Hello,
I am trying to figure out why different ttest results are achieved when specifying 1-4Hz frequency range and 1-40Hz (but grouped by frequency bin which has 1-4Hz). The result I gain from 1-40Hz, and selecting 1-4Hz on scroller, seems to have significance with FDR but when I specify the frequency range to 1-4Hz in the ttest
options (no frequency scroller) there is no-significance with FDR.
Thank you,




Also, sorry I have not replied to the last thread (on vertices and atlas) I made yet, I am still working on your reply.
Do you have the option “FDR” selected in the Stat tab when displaying the results?
If you do, the two files (1-40Hz and 1-4Hz) do not have the same number of values, the total number of t-tests is different, and therefore the FDR correction is different:
https://neuroimage.usc.edu/brainstorm/Tutorials/Statistics#FDR_correction
Hello Francois,
Thank you for the quick reply.
For the 1-40Hz, I found number of Ntests were 5 times larger (since we have 5 groups of frequencies) than the 1-4Hz. Since larger number of Ntests makes the Benjamini FDR more strict, I would have expect the FDR to be more strict for the 1-40Hz than the 1-4Hz. However, our results showed the opposite, 1-4Hz had no FDR significance and 1-40Hz had FDR significance. (1-4Hz and 1-40hz comparison uses the same data)

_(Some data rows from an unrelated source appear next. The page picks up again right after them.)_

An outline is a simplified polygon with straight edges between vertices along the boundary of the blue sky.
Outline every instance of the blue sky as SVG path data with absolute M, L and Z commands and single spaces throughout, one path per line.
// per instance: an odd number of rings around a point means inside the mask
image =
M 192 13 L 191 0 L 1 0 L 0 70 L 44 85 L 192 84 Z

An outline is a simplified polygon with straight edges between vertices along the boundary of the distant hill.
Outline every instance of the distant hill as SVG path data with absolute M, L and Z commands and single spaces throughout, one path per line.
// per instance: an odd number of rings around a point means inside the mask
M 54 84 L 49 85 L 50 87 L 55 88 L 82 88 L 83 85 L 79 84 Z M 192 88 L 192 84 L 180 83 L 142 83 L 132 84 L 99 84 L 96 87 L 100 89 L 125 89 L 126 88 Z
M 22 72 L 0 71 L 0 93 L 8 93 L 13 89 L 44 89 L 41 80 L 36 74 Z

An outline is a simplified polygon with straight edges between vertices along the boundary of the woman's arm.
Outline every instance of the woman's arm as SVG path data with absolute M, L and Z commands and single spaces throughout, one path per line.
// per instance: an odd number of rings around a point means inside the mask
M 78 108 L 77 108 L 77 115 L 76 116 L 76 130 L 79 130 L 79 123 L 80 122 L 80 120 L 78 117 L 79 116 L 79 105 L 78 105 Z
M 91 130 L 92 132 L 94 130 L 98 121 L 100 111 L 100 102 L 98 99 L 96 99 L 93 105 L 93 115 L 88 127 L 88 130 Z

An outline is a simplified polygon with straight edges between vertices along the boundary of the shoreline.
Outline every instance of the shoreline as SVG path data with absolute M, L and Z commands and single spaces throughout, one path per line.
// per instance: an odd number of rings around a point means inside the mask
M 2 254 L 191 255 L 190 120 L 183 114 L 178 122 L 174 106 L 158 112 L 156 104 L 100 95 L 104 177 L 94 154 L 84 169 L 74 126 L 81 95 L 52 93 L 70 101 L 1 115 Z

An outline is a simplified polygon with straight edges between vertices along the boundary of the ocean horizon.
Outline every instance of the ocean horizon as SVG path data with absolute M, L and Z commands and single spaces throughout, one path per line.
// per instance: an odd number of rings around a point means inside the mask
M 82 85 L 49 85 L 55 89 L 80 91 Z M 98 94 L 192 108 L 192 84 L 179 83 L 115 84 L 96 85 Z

Do you know why the comparison with larger Ntest number would be more FDR significant than the lesser Ntest number?
Thank you,
FDR is related with sorting all the p-values and estimating a threshold from the obtained distribution.
Using more frequency bands leads to a different number of tests, but most of all modifies this distribution.
The outcome is not necessarily that more tests means lower corrected p-values.
(this is my understanding, but maybe this is wrong… @dimitrios can you confirm?)